My research will shed some light on this decision-making process, specifically as it applies to the MSM deferral, but with an eye to how (non-)compliance in any setting can be understood and addressed. I want to explore the risk perceptions of MSM donors, and those MSM who would be donors under different circumstances and I want to try to understand the underlying mechanisms that drive non-compliant behaviour. Significant changes are happening in this field and will continue to occur as technology and policy evolves. Now is the time to develop a model for non-compliance, to attempt to future-proof our knowledge base so that today’s research will still be applicable in the context of 2020, 2025, and beyond.

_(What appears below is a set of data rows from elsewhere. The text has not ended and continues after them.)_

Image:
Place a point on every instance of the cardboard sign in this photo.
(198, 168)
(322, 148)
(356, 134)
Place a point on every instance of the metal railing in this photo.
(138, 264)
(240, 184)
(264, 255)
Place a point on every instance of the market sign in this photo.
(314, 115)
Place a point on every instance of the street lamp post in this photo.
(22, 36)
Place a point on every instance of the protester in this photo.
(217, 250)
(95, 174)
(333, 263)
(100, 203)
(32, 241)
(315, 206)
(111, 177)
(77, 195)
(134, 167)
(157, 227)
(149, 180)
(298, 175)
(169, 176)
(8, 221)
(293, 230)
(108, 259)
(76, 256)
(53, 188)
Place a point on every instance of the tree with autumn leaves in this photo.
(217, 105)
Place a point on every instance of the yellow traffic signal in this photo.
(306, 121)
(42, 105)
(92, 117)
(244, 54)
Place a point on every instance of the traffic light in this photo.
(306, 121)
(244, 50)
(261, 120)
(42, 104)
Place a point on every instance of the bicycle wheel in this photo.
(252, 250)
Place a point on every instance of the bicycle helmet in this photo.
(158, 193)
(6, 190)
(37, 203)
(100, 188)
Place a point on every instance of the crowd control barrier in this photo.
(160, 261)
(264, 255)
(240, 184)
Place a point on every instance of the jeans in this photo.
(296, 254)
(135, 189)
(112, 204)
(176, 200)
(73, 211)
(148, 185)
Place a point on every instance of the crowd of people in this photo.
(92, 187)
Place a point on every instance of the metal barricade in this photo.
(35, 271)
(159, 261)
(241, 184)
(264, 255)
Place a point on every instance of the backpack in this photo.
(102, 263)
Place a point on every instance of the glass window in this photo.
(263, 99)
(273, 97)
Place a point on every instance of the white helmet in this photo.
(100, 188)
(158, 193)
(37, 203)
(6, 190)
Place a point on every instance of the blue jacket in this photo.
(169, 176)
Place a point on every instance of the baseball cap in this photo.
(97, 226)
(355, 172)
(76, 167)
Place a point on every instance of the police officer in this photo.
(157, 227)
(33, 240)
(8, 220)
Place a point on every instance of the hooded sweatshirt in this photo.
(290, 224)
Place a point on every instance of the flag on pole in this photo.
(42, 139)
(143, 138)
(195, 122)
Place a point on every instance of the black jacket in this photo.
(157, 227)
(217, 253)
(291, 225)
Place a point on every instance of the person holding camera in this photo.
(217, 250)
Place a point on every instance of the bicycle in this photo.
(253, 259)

At this stage, four weeks in to my PhD adventure, I am willing to wonder out loud if there is some forbidden fruit effect at play – do non-compliant MSM donors want to donate because they are not allowed to (to challenge stigma? to prove a point?). Honestly, I don’t know yet. And that’s genuinely exciting. I hope in 2020 when we look back at this first blog we will have at least some answers.
Acknowledgement of potential bias
I am a gay man. I used to be a regular blood donor when I was in high school but have not donated blood at any point in my adult life since becoming ineligible. Yes, I’d like to be able to again someday – I have good veins and a high tolerance for needles. I intend to approach these issues agnostically – not overly concerned with the shoulds or should nots of MSM donating and instead focused on the decision-making process of those who do, or would donate in spite of their ineligibility.
I am also currently employed part-time as a research assistant within the Donor Research arm of the Research and Development Division of the Australian Red Cross Blood Service, although here I do not represent them – this MSM and non-compliance research falls under my PhD exclusively.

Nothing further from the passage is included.